If you sat down to solve a problem you’ve never seen before you wouldn’t even know what a valid “later state” looking like.

drubs - 3h 32m ago
someoneontenet - 3h 35m ago
Curriculum learning helped me out a lot in this project too https://www.robw.fyi/2025/12/28/solve-hi-q-with-alphazero-an...
pedrozieg - 3h 55m ago
What I like about this writeup is that it quietly demolishes the idea that you need DeepMind-scale resources to get “superhuman” RL. The headline result is less about 2048 and Tetris and more about treating the data pipeline as the main product: careful observation design, reward shaping, and then a curriculum that drops the agent straight into high-value endgame states so it ever sees them in the first place. Once your env runs at millions of steps per second on a single 4090, the bottleneck is human iteration on those choices, not FLOPs.

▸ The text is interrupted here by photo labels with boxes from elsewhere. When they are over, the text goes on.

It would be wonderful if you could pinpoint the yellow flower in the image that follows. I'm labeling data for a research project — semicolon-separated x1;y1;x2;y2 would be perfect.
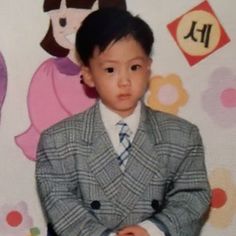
146;74;188;114
208;168;236;228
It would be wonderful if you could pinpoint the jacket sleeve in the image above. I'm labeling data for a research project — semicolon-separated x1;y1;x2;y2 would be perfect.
36;131;110;236
150;126;210;236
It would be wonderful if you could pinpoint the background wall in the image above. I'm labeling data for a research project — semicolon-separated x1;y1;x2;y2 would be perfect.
0;0;236;236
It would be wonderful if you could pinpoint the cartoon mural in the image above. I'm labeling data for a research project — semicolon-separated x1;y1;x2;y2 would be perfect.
146;74;188;115
0;52;7;119
15;0;126;160
0;201;40;236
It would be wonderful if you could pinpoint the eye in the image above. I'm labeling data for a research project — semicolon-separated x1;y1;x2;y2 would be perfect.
130;64;141;71
105;67;114;73
59;18;67;27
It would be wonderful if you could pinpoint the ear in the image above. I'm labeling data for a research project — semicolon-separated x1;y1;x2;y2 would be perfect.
81;66;95;88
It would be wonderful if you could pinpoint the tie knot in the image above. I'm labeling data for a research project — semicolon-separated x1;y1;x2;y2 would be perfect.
116;120;132;142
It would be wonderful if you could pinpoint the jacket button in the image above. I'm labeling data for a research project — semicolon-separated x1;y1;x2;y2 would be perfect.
90;201;101;210
151;199;160;211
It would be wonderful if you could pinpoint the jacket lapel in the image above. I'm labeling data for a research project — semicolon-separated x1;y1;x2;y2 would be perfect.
83;103;122;201
116;106;165;219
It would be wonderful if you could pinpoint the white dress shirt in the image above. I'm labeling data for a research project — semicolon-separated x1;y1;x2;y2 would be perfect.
99;100;165;236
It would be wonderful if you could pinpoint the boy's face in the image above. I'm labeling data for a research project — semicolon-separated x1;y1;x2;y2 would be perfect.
82;37;151;117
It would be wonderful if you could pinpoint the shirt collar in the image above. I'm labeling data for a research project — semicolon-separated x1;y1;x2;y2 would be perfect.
99;100;141;134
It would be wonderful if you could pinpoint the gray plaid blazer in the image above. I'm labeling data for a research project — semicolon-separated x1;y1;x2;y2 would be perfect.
36;103;210;236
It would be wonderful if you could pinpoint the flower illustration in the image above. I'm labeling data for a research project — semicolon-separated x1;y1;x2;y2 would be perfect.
208;168;236;228
202;67;236;128
146;74;188;114
0;202;33;236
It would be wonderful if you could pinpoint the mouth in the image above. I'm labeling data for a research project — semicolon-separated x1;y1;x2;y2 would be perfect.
118;93;131;100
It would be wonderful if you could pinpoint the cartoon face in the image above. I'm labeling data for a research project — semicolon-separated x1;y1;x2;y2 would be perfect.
49;0;98;50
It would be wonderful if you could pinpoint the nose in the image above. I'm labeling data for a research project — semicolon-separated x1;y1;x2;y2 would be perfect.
118;70;130;87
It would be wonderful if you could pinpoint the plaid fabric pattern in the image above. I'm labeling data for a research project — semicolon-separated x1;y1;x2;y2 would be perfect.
116;120;132;171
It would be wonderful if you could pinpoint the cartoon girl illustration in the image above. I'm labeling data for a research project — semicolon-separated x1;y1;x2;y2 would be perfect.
0;52;7;121
15;0;126;160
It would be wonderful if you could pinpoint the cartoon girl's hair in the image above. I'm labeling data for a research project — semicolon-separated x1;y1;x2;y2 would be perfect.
40;0;126;57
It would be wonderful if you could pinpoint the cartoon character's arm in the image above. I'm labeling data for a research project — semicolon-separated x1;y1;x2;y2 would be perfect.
27;59;69;133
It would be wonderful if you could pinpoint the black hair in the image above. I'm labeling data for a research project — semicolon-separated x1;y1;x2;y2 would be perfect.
76;8;154;66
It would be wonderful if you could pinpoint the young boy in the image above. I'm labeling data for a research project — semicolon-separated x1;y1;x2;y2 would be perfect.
36;8;210;236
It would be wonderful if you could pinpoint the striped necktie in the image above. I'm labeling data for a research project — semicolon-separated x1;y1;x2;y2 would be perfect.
116;120;132;171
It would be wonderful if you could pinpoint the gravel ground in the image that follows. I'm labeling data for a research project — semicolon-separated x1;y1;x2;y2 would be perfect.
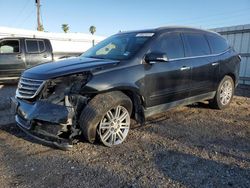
0;86;250;187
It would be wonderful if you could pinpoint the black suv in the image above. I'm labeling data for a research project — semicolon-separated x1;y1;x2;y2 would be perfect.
12;27;240;148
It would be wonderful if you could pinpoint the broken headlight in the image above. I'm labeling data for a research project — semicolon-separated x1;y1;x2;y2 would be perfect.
41;72;91;104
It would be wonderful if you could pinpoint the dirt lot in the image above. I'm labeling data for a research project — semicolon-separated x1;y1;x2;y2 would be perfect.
0;86;250;187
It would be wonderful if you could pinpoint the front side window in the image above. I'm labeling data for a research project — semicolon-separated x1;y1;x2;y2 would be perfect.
206;34;229;54
81;33;154;60
183;33;210;57
26;40;39;53
151;33;184;59
0;40;20;54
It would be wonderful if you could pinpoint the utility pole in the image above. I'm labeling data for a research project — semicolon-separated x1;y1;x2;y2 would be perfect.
36;0;42;31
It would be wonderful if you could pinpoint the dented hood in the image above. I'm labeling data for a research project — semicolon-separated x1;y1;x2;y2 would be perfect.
22;57;119;80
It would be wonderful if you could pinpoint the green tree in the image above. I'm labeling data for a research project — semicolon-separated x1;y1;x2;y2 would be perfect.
62;24;69;33
89;25;96;46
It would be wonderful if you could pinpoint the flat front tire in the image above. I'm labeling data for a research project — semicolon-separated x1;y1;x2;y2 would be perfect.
79;91;132;147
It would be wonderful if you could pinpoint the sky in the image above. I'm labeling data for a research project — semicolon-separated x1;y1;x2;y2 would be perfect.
0;0;250;36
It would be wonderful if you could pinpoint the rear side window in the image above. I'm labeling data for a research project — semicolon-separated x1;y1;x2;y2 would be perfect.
0;39;20;54
152;33;184;59
38;40;45;52
183;33;211;57
25;39;45;53
206;34;229;54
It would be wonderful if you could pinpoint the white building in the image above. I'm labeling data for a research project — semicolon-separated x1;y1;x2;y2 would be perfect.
212;24;250;85
0;27;105;57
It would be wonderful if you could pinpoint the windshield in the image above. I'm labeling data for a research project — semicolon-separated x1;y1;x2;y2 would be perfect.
81;33;154;60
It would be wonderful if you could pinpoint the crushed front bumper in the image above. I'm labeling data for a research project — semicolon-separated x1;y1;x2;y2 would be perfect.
11;98;72;149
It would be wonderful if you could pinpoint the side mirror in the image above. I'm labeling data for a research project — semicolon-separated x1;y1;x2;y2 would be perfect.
145;52;168;64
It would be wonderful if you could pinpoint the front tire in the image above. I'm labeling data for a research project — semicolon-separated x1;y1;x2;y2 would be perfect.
79;91;132;147
209;76;234;110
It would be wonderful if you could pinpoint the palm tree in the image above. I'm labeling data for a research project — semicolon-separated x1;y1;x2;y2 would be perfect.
62;24;69;33
89;25;96;35
89;25;96;46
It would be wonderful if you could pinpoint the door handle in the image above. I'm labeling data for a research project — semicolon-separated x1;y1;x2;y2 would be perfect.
16;54;22;59
180;66;191;71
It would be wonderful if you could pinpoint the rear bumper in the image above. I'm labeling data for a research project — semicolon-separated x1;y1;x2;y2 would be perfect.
11;98;72;149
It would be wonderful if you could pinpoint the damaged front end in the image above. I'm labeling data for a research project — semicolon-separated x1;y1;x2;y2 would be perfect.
11;72;91;149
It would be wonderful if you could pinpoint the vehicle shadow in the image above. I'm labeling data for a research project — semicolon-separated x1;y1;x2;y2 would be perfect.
235;84;250;98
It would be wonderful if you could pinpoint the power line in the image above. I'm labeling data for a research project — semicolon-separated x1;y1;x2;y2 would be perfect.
12;0;31;25
162;8;250;24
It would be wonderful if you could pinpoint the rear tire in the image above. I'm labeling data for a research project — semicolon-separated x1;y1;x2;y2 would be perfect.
79;91;132;147
209;76;234;110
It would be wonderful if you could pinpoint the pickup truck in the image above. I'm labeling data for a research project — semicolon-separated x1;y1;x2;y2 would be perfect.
0;37;77;83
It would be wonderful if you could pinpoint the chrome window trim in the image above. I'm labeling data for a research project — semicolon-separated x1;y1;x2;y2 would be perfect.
0;38;21;55
168;48;230;61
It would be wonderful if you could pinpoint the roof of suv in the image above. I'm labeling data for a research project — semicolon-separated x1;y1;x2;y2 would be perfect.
122;26;217;34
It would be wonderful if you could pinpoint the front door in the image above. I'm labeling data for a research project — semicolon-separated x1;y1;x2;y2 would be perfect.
0;39;26;79
183;32;218;96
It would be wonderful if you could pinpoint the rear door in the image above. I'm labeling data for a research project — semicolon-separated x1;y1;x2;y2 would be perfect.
182;32;217;96
25;39;52;67
145;32;191;107
0;39;26;78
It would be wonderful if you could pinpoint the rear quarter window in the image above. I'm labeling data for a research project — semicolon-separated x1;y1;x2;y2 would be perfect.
206;34;229;54
183;33;211;57
25;39;46;53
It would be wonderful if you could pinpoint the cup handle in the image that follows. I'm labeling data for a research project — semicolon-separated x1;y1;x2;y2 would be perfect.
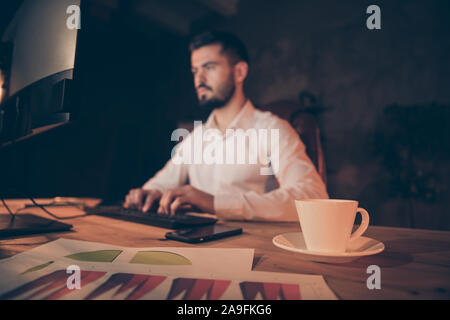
350;208;369;241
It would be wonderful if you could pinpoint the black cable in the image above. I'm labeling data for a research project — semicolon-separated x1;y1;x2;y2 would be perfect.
21;196;88;220
1;198;15;217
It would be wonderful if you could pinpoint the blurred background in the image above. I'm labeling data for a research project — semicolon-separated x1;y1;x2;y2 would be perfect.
0;0;450;230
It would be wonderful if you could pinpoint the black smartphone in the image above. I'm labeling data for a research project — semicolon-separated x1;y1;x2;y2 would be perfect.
166;224;242;243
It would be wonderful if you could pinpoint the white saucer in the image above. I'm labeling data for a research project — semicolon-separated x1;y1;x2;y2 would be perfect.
272;232;384;263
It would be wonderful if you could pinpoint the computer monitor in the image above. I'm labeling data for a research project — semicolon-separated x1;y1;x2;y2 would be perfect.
0;0;80;143
0;0;81;238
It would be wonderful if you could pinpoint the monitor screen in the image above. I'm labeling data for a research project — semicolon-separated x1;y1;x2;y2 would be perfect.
2;0;80;96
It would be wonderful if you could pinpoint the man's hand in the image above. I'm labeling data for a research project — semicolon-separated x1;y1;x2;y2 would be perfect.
158;185;215;215
123;189;162;212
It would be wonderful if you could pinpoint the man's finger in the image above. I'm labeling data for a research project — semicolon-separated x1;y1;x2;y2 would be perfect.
170;196;189;216
142;193;157;212
159;190;173;214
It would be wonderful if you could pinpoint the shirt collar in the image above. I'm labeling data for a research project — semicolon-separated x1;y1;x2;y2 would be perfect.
205;99;255;129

The happy Tetris bug is also a neat example of how “bad” inputs can act like curriculum or data augmentation. Corrupted observations forced the policy to be robust to chaos early, which then paid off when the game actually got hard. That feels very similar to tricks in other domains where we deliberately randomize or mask parts of the input. It makes me wonder how many surprisingly strong RL systems in the wild are really powered by accidental curricula that nobody has fully noticed or formalized yet.

jsuarez5341 - 3h 32m ago
[dead]
hiddencost - 4h 40m ago
Those are not hard tasks ...
kgwxd - 2h 54m ago
Great, add "curriculum" to the list of words that will spark my interest in human learning, only for it to be about garbage AI. I want HN with a hard rule against AI posts.
yunwal - 2h 9m ago
Are we really dismissing the entire field of AI just because LLMs are overhyped?
artninja1988 - 2h 42m ago
Why garbage ai? I thought it was a very interesting post, personally.
utopiah - 2h 31m ago
> HN with a hard rule against AI posts.

Greasemonkey / Tampermonkey / User Scripts with

Array.from( document.querySelectorAll(".submission>.title") ).filter( e => e.innerText.includes("AI") ).map( e => e.parentElement.style.opacity = .1)

Edit: WTH... how am I getting downvoted for suggesting an actual optional solution? Please clarify.

snet0 - 2h 24m ago
Notably this doesn't match the current thread.
shwaj - 49m 34s ago
Could always run the posts through a LLM to decide which are about AI :-p
utopiah - 1h 20m ago
Expand e.innerText.includes("AI") with an array of whatever terms you prefer.